Mesa County forensic investigations documented that the Election Management System (EMS) server and vote tabulation database could be accessed, altered, and manipulated using admin credentials and standard database utilities—such as SQL Server Management Studio, which acts as an internal “utility tool” analogous to the SAES. This provided the capability to inject or bulk alter voting data outside standard channels, bypassing normal machine workflow and detection, enabling large-scale undetectable manipulation.

Mesa County’s forensic analysis identified unauthorized creation of new adjudication and tabulation databases during ongoing elections, followed by the digital reloading of tens of thousands of ballot records. This process made the original voter intent unrecoverable, and allowed for selective reprocessing and potential injection of new records, invisible to ordinary officials or observers. The whistleblower described the use of Smartmatic’s “SAES data utility” to emulate voting machines, inject votes, and manipulate results by selectively processing or transmitting data without detection in Venezuela. Both described the use of system tools or utilities built for legitimate testing, but repurposed or misused to subvert election integrity, and both noted resulting broken chains of custody for thousands of ballots

Mesa County reports found critical system audit logs were set to small sizes and configured to auto-overwrite as new entries were generated, leading to erasure of election event records during counting and tabulation. The Venezuelan official testified that similar log-overwriting was configured in the Dominion system in the U.S., so that once the log filled, new data would erase previous information, making post-election audits impossible. In Venezuela, they often used a dedicated server to aggregate logs but noted that, in practice, no one would check those logs, negating auditability.

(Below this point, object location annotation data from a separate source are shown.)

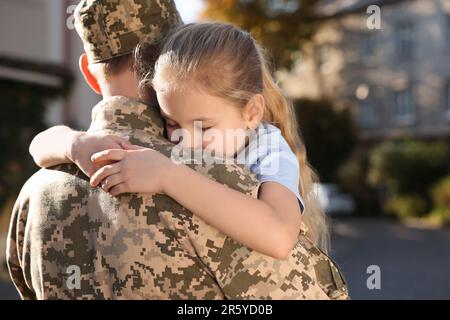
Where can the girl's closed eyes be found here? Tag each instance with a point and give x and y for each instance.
(215, 74)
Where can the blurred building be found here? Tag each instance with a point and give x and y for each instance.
(396, 79)
(41, 32)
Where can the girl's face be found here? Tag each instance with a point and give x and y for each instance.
(200, 120)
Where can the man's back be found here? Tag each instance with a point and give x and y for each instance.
(68, 240)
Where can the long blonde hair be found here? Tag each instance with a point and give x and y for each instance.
(228, 63)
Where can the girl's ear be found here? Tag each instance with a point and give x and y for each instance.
(88, 76)
(254, 111)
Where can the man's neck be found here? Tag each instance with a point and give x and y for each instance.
(124, 84)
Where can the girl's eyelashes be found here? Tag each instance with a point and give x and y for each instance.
(171, 124)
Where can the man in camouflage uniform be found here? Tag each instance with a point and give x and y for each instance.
(68, 240)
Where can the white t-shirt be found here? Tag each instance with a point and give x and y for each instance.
(269, 156)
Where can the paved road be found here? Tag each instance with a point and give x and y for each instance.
(414, 263)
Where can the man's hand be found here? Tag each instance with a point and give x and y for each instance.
(85, 144)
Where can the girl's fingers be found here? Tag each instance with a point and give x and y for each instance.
(108, 155)
(128, 146)
(111, 181)
(120, 140)
(104, 172)
(118, 189)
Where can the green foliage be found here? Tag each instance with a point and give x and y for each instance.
(329, 135)
(352, 176)
(22, 111)
(281, 26)
(440, 194)
(408, 166)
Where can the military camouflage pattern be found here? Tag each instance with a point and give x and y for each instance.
(142, 246)
(112, 28)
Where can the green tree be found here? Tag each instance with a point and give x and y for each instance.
(22, 113)
(281, 26)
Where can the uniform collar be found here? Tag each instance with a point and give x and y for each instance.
(125, 113)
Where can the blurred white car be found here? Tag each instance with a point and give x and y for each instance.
(332, 200)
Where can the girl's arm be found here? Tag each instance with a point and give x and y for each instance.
(60, 144)
(51, 147)
(270, 224)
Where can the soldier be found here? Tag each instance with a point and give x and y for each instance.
(70, 241)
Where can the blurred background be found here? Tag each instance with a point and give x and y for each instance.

Mesa County’s system was found to have 36 wireless devices enabled and network ports open to the world, allowing remote or even wireless alteration of databases using simple tools such as a cell phone, with minimal authentication and no effective firewalling against outside intrusion.

Mesa’s analysis found exposed source code, plain-text passwords, and weak or self-signed encryption that could allow an attacker administrative access to the vote databases and facilitate undetected data manipulation. The Venezuelan testimony highlighted similar problems with Smartmatic—the source code was readable to anyone with access, and passwords were stored in plain text, making breaching the system trivial for insiders or attackers.

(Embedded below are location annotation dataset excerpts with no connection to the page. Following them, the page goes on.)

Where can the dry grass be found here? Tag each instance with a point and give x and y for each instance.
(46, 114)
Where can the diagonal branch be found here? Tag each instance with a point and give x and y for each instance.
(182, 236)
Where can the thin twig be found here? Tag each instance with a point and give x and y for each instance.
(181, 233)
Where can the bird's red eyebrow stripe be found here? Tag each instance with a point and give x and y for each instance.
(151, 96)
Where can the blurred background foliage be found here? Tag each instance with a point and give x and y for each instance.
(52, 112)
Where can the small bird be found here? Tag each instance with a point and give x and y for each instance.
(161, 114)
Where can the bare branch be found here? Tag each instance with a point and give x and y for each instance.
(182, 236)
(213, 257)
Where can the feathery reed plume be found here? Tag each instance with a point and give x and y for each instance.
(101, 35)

The Mesa County database and infrastructure allowed for the digital ballot images to be relinked or altered without modifying the associated audit data, meaning that manipulated digital images could be substituted into the record, with no reliable method for officials to detect changes. Venezuelan testimony confirmed the potential to change digital ballot representations in the database, making the audit of original votes or images effectively impossible—mirroring the manipulation seen in Mesa.

Both sources note that key Smartmatic engineers who built the system in Venezuela now work for Dominion or have advised on U.S. election systems, facilitating the transfer of techniques, vulnerabilities, and software components between Smartmatic, Sequoia, and Dominion.

Reports show vulnerabilities that enable the addition of phantom (non-existent) voters and ballots:

• Adjudication database manipulation and missing hash records for ballot images provided a pathway to introduce ballots in numbers that did not match valid voter registration or chain of custody records.

• Weak system-level authentication and lack of integrity audits for mail-in ballot batches allowed creation/import of untraceable “new ballots” or adjustment of voter records.

Manipulation of results in Mesa County was facilitated by unrestricted capability to change, overwrite, or re-export results from the EMS and tabulator databases. The forensic team demonstrated the ability to generate “official results” on pre-election days or after polls had closed, often by selectively including or excluding batches—mirroring war room-style direction of result manipulation described for Venezuela.

Auditors in Mesa County were denied full access to all system modules and forensic data; vendor and Secretary of State provided only pre-sanitized or “safe” databases and partial access during investigations, controlling the scope of independent review and obscuring core manipulation mechanisms. The process was tightly controlled, similar to the selective auditing resulting in superficial assurance and deep systemic manipulation cited by the Venezuelan whistleblower.

The Venezuelan whistleblower confirmed that Smartmatic and Dominion equipment, manufactured in China or Taiwan, often came with pre-configured firmware and internal modems, which could be covertly enabled—sometimes outside the control of software settings. This presents a supply chain and remote access threat that is undiscoverable by ordinary administrators or officials.